Smart chair, and desk to track your backside for employers

  The office of the future features unconventional open spaces, ergonomic products, and — coming soon from furniture designer Herman Miller — smart chairs and desks that track your every movement and report back to your boss.

  Introduced this week at the NeoCon commercial interiors show at the Merchandise Mart, the Fitbit for the deskbound connects office workers and their posteriors to the internet, harvesting such data as when you sit, where you sit and how often you rise on command to stretch your legs.

  It can even tell if you're slouching, standing in for mothers everywhere by reminding you to sit up straight.

  "No one has made an interaction between a chair and a desk," said Greg Bylsma, North American president of Zeeland, Mich.-based Herman Miller, perhaps best known for its ergonomic Aeron chair, whose distinctive design has become an office staple since its 1994 rollout.

  The platform, dubbed Live OS, works with an interactive sitting and standing desk, which launched this week, and a specially wired Aeron chair, which will be available in January.

  For the chair, a static discharging thread already woven into the Aeron fabric is turned into a sensor that takes readings on seat position.

  Per sitting and standing desk, the technology adds a $100 one-time hardware cost, with a yearly subscription fee of $60. Prices for the smart version of the chair have yet to be determined.

  When paired with an app, the chair and desk will monitor your position, automatically adjust preferred settings as you switch to other work stations and nudge you with vibrations and cajoling messages to stand up at intervals throughout the day.

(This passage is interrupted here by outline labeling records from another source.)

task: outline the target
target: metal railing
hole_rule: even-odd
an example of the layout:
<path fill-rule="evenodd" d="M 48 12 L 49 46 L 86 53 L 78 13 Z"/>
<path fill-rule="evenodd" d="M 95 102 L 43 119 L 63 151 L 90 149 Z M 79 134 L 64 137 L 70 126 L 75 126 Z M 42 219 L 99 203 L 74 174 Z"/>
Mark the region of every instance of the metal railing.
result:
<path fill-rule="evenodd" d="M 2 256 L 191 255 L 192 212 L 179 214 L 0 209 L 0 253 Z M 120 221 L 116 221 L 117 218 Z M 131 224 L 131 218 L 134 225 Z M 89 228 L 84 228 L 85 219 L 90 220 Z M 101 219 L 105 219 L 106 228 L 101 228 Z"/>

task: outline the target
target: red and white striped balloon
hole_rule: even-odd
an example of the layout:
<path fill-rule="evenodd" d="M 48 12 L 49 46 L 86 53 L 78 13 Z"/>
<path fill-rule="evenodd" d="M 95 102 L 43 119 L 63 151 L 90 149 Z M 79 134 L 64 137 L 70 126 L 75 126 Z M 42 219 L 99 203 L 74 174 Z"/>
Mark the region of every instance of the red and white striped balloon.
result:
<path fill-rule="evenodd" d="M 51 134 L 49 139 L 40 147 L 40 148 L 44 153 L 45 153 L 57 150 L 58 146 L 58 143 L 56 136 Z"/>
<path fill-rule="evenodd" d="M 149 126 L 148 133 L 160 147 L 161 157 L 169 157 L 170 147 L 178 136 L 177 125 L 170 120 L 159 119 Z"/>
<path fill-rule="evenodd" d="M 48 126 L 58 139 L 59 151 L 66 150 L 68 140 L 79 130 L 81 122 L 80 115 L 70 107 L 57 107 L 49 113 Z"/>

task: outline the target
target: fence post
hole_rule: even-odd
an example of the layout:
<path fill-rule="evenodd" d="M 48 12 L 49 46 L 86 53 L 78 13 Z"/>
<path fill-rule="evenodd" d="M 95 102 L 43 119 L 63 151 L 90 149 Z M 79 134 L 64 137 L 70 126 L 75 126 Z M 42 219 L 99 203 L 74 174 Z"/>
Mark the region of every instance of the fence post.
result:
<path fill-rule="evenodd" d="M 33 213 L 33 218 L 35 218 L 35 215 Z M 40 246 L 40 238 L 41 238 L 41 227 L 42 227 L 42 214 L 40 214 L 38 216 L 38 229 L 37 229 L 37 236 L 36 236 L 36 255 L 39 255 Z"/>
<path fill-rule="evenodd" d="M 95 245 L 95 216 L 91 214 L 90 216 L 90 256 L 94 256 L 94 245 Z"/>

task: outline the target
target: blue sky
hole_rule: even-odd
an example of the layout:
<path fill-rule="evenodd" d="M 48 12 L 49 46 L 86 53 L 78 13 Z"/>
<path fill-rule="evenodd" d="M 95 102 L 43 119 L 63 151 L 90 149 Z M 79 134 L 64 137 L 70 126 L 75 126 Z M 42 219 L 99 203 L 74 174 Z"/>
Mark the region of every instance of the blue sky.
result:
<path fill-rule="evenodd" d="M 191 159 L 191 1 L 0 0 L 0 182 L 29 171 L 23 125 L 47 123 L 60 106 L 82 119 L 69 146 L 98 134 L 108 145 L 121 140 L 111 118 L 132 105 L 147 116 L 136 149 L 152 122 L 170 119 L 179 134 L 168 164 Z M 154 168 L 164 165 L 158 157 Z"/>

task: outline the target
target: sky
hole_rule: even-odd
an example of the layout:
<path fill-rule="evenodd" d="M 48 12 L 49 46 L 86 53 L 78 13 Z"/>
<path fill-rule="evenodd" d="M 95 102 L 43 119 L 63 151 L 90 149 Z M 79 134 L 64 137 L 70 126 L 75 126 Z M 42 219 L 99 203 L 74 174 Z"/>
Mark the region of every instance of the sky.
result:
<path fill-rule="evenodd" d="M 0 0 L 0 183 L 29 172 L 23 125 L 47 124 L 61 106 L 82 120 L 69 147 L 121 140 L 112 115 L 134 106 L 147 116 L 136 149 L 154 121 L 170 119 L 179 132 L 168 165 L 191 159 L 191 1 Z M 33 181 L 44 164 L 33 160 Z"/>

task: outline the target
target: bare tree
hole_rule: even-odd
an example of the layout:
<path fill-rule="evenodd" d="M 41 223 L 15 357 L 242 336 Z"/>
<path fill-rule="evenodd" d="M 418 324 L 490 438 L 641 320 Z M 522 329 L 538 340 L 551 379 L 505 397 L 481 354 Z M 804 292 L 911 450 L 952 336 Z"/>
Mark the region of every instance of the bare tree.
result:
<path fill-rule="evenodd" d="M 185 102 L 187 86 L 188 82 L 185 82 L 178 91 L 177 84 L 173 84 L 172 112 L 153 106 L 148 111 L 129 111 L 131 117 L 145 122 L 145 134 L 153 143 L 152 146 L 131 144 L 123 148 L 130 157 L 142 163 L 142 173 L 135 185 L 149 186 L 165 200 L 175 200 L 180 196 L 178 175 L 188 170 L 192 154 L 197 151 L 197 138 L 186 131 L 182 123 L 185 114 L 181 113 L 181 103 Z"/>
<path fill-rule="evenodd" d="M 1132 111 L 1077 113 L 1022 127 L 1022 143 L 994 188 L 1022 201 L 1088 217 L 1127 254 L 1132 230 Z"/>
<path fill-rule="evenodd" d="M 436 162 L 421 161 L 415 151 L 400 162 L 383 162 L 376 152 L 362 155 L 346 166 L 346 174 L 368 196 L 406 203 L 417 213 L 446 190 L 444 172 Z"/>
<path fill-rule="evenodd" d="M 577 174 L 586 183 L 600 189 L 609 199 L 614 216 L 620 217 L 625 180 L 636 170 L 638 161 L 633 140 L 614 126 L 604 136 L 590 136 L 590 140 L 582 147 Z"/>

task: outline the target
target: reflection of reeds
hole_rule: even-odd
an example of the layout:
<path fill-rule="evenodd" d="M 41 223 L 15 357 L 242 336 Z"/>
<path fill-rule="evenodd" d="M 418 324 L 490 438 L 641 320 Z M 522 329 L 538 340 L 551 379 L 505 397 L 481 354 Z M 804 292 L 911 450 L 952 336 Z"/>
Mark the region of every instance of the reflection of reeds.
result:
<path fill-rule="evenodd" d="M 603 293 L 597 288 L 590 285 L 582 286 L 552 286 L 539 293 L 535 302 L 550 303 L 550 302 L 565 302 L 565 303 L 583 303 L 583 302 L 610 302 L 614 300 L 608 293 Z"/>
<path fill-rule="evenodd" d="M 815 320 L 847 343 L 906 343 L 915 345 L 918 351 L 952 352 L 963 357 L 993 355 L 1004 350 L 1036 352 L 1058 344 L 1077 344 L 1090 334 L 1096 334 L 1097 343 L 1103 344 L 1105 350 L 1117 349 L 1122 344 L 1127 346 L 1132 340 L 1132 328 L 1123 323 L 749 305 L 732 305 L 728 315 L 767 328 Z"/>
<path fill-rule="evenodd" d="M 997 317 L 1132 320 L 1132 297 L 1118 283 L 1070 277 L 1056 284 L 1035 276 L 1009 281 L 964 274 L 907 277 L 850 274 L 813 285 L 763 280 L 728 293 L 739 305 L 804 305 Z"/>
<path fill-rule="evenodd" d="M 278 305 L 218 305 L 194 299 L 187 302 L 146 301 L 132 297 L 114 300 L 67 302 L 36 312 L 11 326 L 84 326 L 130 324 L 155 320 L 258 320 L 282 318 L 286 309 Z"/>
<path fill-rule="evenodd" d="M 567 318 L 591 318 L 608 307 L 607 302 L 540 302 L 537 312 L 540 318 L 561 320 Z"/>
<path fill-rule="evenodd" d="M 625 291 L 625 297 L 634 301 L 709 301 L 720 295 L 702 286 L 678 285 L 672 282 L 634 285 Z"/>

  The latest innovation in the internet of things encourages healthier desk habits for employees while collecting new data for their employers, who can maximize the efficiency of office space by determining where and how people actually work — or don't.

  Ryan Anderson, Herman Miller's director of commercialization for Live OS, said the data is "anonymized and aggregated," downplaying the notion that employers are watching your behind.

A Live OS sit/stand desk and chair are displayed June 12, 2017, in the Herman Miller space at the NeoCon commercial interiors trade fair at the Merchandise Mart in Chicago. The desk and chair are designed to monitor workers’ posture and encourage them to stand up during the workday. (Terrence Antonio James/Chicago Tribune)

  "If someone wanted to look at every desk and correlate (the data) with who sits there, they can do that," Anderson said. "The vast majority of folks we talk to want to measure the space, not the people."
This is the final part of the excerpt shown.